2.- Les ONG et syndicats notent, pour leur part, que si le nombre total de travailleurs précaires reste encore limité, aux alentours de 13 %, cette proportion augmente considérablement chez les jeunes et chez les femmes. 28,3 % des 15 à 29 ans qui travaillent disposent d’un emploi précaire (CDD, intérimaires, et contrats aidés) contre 8,4 % chez les 30-49 ans, en augmentation de 1,5 point en deux ans.

3.- Un diplôme élevé n’est pas une garantie de trouver un emploi stable : 40 % des diplômés du 3e cycle ont commencé par un emploi temporaire en 2001. Cette proportion s’élève à 63 % chez les non qualifiés. De plus, le chômage touche d’abord les plus jeunes : en 2006, 18 % des actifs de 15 à 29 ans sont au chômage.

4.- L’inégalité d’accès à l’emploi concerne particulièrement les immigrés et leurs descendants. A titre d'exemple, plus de 23 % des hommes dont les parents sont d’origine algérienne sont au chômage contre 10 % pour ceux dont les parents sont français.

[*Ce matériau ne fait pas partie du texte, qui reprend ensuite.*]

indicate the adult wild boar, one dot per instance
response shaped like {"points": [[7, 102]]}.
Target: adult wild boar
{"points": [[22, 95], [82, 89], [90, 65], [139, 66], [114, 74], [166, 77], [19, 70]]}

5.- Cette situation est aggravée par le fait que progressivement la norme d’emploi socialement reconnue tend à ne plus être le contrat à durée indéterminée à temps plein.
Ainsi, les CDD représentent 73% des embauches à la sortie du chômage. Les divers dispositifs gouvernementaux qui visent à combattre la pauvreté, comme la prime pour l’emploi (PPE) ou le revenu de solidarité active (RSA) renforcent cette tendance en légitimant un recours accrus aux temps partiels et contrats précaire. Ainsi 16,7% des actifs en 2005 n’ont connu que le chômage ou des emplois à bas salaire, contre 7,3% en 1985.

6.- L’existence de salariés de plus en plus nombreux qui n’ont pas accès à un véritable emploi à temps plein, avec un salaire décent conduit au développement du phénomène des travailleurs pauvres qui, tout en travaillant, n’ont pas les moyens de leur autonomie financière et ne peuvent accéder à des droits fondamentaux comme celui de pouvoir bénéficier d’un logement stable. Ainsi 27% des travailleurs à temps complet touchaient moins de 1,3 salaire minimum interprofessionnel de croissance (SMIC) en 2006. Selon l’INSEE, en 2006, un salarié sur vingt jonglerait entre plusieurs métiers (augmentation de 13,5% par rapport à 2003).

7.- Il doit être relevé que la précarité des contrats s'aggrave avec la mise en place du "contrat nouvelle embauche" et du "volontariat civil". Ce dernier a conduit à autoriser le recrutement de "volontaires" pendant une période pouvant aller jusqu'à deux ans, hors code du travail, avec une "indemnité" plus proche du revenu minimum d'insertion (RMI) que du SMIC.